When a teacup isn't meant for tea — perhaps it's meant as a prop in a stage production of "Alice in Wonderland" or simply as a whimsical sculpture — there's no need to craft it out of ceramic or china. Papier-mache (alternatively, paper mache), one of the most inexpensive, easy-to-work-with and versatile crafting techniques, can be used to create teacups in virtually any size, shape and color. Start with a basic oversized teacup, then you can move on to more elaborate styles.
Measure 5 inches from the top of an empty plastic 2-liter bottle, and mark with a permanent marker. Make a horizontal cut at the mark with a craft knife, then cut around the bottle using a pair of scissors.
Mix one part white glue and one part water in a bowl until they're well-combined.
Tear a sheet of newspaper into small pieces, about 2 inches long. Dip the pieces of newspaper into the glue mixture one at a time and press them, overlapping on the inside of the dome-shaped bottle top. Allow the papier-mache to dry over night.
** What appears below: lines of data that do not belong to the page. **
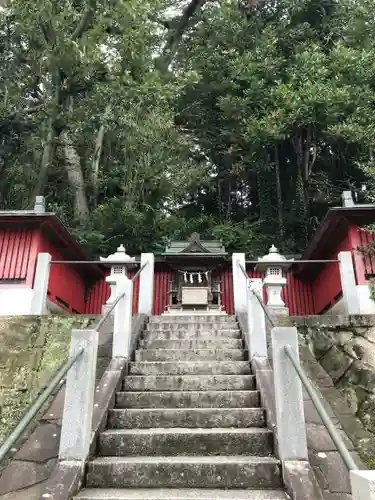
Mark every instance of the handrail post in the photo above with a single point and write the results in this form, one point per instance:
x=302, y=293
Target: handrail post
x=79, y=397
x=348, y=283
x=290, y=416
x=41, y=280
x=363, y=484
x=256, y=321
x=146, y=284
x=239, y=283
x=122, y=326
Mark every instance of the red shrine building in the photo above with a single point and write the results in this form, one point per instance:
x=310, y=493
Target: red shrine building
x=191, y=275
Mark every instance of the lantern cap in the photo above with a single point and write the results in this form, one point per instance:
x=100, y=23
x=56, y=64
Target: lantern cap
x=119, y=257
x=273, y=258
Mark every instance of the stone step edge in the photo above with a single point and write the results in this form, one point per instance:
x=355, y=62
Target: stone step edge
x=193, y=459
x=178, y=494
x=162, y=431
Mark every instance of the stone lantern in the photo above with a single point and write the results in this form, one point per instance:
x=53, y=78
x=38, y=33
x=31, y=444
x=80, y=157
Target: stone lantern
x=273, y=265
x=120, y=263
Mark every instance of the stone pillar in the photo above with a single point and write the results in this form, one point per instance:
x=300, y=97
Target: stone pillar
x=273, y=264
x=146, y=284
x=41, y=280
x=123, y=313
x=120, y=262
x=290, y=417
x=239, y=283
x=363, y=484
x=348, y=283
x=79, y=397
x=256, y=322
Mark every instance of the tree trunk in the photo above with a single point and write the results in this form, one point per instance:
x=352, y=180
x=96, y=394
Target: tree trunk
x=96, y=164
x=76, y=180
x=279, y=193
x=47, y=159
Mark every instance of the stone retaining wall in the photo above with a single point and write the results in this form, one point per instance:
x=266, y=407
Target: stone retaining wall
x=33, y=348
x=345, y=349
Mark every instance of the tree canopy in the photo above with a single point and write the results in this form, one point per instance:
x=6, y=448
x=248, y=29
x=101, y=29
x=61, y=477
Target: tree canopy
x=147, y=120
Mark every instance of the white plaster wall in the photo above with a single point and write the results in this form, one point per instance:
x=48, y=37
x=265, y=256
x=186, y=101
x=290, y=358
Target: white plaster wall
x=366, y=304
x=15, y=300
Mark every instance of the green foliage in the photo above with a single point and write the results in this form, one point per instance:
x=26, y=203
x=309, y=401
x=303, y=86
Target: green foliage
x=264, y=116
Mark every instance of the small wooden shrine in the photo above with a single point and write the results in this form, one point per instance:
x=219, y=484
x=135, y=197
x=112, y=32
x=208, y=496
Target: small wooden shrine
x=196, y=266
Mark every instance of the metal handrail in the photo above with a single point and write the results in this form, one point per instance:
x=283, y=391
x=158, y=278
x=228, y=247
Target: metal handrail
x=264, y=307
x=37, y=405
x=332, y=431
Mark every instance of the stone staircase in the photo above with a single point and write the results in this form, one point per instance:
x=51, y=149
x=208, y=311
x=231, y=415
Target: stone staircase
x=188, y=423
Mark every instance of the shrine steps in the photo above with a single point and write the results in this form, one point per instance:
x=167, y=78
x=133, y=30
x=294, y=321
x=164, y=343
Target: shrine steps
x=187, y=422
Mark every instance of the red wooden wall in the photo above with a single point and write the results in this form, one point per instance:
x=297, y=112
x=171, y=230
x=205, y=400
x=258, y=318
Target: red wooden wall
x=67, y=285
x=326, y=287
x=70, y=289
x=18, y=253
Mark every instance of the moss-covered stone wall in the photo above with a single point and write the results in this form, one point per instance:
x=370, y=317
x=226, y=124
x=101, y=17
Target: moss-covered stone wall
x=32, y=349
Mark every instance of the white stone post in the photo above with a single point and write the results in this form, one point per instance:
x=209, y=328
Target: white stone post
x=256, y=321
x=363, y=484
x=120, y=262
x=273, y=265
x=239, y=283
x=146, y=284
x=290, y=417
x=348, y=283
x=41, y=279
x=122, y=327
x=79, y=397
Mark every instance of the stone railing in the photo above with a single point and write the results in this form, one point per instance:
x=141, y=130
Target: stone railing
x=289, y=380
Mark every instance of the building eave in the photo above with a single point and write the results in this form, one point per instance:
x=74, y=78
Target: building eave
x=51, y=225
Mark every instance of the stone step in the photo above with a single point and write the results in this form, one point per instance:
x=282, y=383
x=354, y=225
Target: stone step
x=196, y=343
x=179, y=441
x=189, y=383
x=207, y=327
x=190, y=355
x=184, y=472
x=191, y=399
x=186, y=417
x=180, y=494
x=183, y=334
x=194, y=318
x=190, y=367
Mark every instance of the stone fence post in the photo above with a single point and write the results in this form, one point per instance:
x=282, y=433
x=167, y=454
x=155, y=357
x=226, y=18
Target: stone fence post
x=256, y=321
x=146, y=284
x=348, y=283
x=290, y=416
x=363, y=484
x=239, y=283
x=41, y=280
x=79, y=397
x=123, y=313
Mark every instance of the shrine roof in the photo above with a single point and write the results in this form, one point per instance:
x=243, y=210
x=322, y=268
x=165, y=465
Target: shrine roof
x=195, y=246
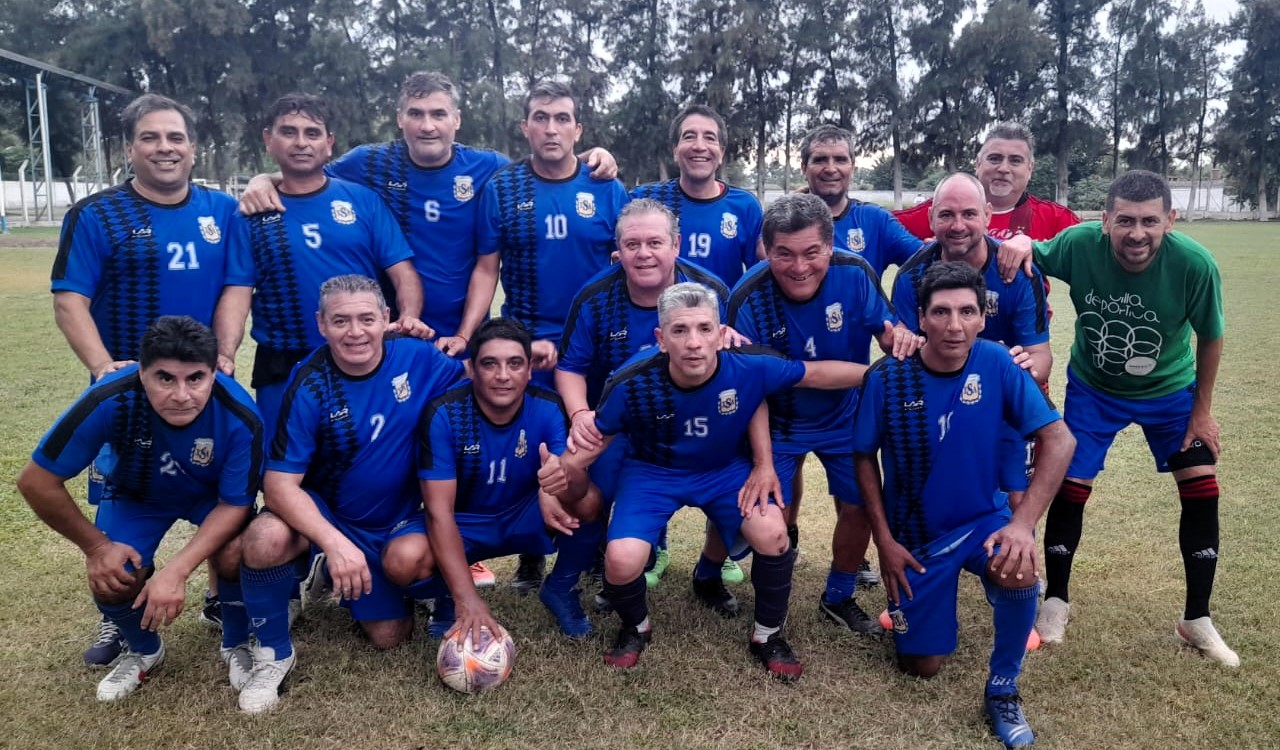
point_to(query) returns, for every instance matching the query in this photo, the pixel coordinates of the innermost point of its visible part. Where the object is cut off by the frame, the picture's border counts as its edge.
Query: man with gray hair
(684, 408)
(1004, 167)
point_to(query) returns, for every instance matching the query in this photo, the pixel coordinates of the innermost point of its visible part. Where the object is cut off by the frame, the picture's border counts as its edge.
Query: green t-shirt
(1133, 330)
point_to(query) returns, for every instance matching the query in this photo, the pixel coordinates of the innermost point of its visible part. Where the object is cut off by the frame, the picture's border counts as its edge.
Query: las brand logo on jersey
(202, 451)
(835, 316)
(464, 188)
(585, 205)
(728, 401)
(728, 225)
(209, 229)
(400, 384)
(343, 211)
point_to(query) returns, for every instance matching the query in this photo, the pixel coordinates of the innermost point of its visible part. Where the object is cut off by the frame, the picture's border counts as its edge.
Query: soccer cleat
(777, 657)
(129, 672)
(713, 594)
(263, 690)
(240, 664)
(659, 566)
(567, 609)
(1051, 621)
(850, 614)
(731, 572)
(442, 617)
(211, 613)
(106, 646)
(625, 652)
(1201, 635)
(529, 574)
(481, 576)
(1006, 719)
(867, 577)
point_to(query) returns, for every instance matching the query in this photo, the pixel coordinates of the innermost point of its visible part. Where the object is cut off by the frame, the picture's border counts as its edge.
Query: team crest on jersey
(202, 451)
(400, 384)
(728, 401)
(209, 229)
(343, 211)
(464, 188)
(855, 239)
(585, 205)
(835, 316)
(728, 225)
(992, 303)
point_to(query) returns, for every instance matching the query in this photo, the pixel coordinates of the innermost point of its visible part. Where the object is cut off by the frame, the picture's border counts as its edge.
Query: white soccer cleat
(1051, 621)
(240, 664)
(263, 690)
(1201, 635)
(129, 672)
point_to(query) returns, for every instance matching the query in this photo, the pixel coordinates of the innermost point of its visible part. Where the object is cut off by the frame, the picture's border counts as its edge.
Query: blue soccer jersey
(699, 429)
(342, 228)
(553, 237)
(496, 466)
(438, 209)
(1016, 312)
(606, 328)
(720, 234)
(137, 260)
(938, 437)
(216, 457)
(353, 438)
(874, 234)
(837, 323)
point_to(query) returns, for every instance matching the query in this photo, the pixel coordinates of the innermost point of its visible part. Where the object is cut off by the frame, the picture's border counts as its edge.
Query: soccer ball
(474, 668)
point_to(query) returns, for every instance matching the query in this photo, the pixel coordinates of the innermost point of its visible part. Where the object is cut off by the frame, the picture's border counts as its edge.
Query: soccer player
(329, 228)
(1004, 167)
(339, 478)
(483, 447)
(684, 408)
(933, 420)
(720, 224)
(813, 303)
(187, 443)
(1139, 291)
(155, 245)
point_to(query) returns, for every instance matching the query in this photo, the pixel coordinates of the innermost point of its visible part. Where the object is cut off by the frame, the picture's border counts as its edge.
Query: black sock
(1063, 530)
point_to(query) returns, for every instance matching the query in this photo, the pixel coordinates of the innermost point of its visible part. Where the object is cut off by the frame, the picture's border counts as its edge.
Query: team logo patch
(585, 205)
(400, 385)
(202, 451)
(728, 401)
(728, 225)
(343, 211)
(464, 188)
(855, 239)
(835, 316)
(209, 229)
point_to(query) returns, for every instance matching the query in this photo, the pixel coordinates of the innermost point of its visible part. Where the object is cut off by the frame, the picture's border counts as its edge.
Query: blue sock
(840, 586)
(234, 616)
(707, 568)
(129, 621)
(266, 600)
(1014, 616)
(575, 557)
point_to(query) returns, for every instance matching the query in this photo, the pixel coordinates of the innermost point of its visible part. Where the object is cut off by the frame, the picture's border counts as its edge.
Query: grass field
(1119, 681)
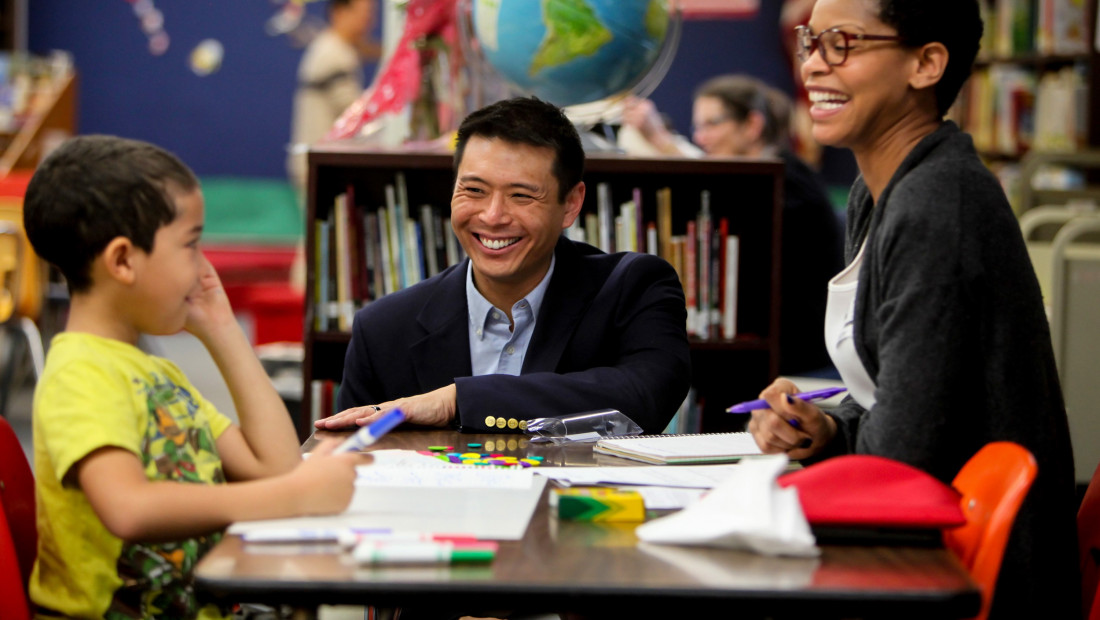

Apply a second layer of papier-mache. Allow it to dry overnight.
Hold the dry papier mache dome with one hand and gently twist the plastic bottle top with the other. When the papier mache pulls away from the plastic, remove the paper dome and set the bottle top aside.
Cut a 1-inch-by-5-inch strip of cardboard out of an empty cereal box. Shape it into a ring and glue it to the bottom of the papier mache dome. Cut a second 1 1/2-inch-by-6-inch piece of cardboard. Bend one-half inch of the each end of the strip upward; glue the bent tabs to the side of the dome in a teacup handle shape.
Apply another layer of papier mache on the teacup, covering the base and handle. Allow the teacup to dry overnight.
Paint the teacup as desired with acrylic paints.
To make a papier-mache saucer, cut a circle out of corrugated cardboard and cover it with at least two layers of papier-mache. For smaller teacups, you can use a yogurt cup as as a base.